The answer is simple: supply management has nothing to do with the prices you pay at the store for dairy, eggs and poultry products.
Supply management helps to avoid the price volatility that comes from over- and under-supplying the market, thus enabling consumers to have a reliable supply of local, fresh, high-quality food that remains at a stable price. For example, from 2013 to 2017, the price of chicken only rose 3.5% while beef and pork (non-supply managed sectors) prices rose 32.2% and 13.6% respectively. This stability is thanks to supply management, which helps avoid roller-coaster prices.
In fact, dismantling supply management would not mean savings for Canadian consumers. There are several steps between the farmer and the retailer: the processors, further processors, distributors, transportation companies, marketers and retailers, who all have to meet their margins. It is actually the retailers and restauranteurs who set prices, with many factors in mind such as: local costs, local income, and local demographics. That’s why the price of chicken can vary wildly from store to store. For example, in Ottawa, Ontario, the price of a boneless, skinless chicken breast can range from $8.80 to $26.43 per kg – an almost $18 price difference for the same product. The farmer who produced that product received the exact same amount irrespective of its final cost.
Farmers only receive $1.54 per kg – that’s not much, and it mainly covers the cost of feed and chicks. This $1.54 per kg is what we call the live price, and since 2013, it has been steadily declining by 10.2%. Farmers often get the blame for the rising prices we pay at the grocery store—but with consumers paying more and chicken farmers getting less, it’s clear that there’s no connection.

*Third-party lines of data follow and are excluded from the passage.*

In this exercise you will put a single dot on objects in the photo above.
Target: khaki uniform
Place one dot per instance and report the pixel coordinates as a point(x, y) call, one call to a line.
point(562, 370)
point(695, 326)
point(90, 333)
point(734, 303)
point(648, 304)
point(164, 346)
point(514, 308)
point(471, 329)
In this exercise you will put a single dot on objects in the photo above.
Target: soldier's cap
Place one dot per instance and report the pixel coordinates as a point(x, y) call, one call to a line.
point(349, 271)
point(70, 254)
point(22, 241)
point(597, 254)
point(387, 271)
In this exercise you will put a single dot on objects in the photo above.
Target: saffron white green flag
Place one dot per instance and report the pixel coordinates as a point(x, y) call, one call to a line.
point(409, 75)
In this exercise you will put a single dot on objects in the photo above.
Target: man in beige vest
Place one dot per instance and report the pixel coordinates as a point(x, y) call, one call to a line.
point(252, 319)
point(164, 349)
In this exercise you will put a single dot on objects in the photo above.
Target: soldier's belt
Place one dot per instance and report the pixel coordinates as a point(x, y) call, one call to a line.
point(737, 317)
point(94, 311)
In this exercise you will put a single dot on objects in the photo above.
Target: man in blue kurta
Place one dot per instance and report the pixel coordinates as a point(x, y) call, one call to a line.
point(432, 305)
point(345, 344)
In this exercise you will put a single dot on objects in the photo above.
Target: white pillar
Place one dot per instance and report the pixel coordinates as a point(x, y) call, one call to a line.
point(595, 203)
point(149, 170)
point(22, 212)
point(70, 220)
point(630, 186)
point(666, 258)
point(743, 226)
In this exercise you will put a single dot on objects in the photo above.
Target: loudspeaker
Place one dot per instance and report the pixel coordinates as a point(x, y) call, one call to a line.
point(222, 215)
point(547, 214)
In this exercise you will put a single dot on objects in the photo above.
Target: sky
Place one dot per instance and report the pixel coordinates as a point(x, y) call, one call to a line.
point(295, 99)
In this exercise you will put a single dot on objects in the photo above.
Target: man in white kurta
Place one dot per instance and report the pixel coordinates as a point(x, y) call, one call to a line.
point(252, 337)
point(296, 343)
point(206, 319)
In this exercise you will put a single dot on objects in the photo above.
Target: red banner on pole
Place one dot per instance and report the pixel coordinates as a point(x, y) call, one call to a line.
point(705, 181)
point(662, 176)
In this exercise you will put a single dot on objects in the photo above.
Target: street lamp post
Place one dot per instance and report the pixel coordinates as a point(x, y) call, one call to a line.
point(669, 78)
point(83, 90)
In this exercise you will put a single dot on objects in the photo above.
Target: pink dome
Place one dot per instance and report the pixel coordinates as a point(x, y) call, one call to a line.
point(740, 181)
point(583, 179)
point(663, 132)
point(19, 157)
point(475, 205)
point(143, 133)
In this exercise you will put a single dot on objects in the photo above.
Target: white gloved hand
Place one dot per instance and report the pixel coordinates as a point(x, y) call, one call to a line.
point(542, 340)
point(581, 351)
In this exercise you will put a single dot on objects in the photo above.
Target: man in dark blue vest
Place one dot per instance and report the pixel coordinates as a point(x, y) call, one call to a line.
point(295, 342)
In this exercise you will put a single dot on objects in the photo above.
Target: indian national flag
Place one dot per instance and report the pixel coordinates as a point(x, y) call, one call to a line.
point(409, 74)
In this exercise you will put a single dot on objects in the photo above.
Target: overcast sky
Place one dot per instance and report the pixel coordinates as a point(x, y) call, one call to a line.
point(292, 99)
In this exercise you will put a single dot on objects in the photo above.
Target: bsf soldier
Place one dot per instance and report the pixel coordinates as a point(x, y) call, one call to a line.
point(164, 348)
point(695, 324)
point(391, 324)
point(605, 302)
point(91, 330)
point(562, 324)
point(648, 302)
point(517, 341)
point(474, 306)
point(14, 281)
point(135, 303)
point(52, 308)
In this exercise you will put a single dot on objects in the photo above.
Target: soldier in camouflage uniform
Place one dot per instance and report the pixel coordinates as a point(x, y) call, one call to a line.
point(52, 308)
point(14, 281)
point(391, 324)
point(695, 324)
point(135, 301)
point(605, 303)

The reality is, dismantling supply management would not mean that consumers would see a reduction in the price of dairy, poultry and egg products – in fact, the opposite may be true. New Zealand dismantled their supply management system in 2001, and consumers have yet to see the price of milk go down. The average price for 2 litres of milk increased by 11.3% between May 2013 and May 2015. New Zealand’s consumers haven’t seen any savings from dismantling the system.
LET’S REVIEW THE FACTS:
Supply management is not a tax on the poor.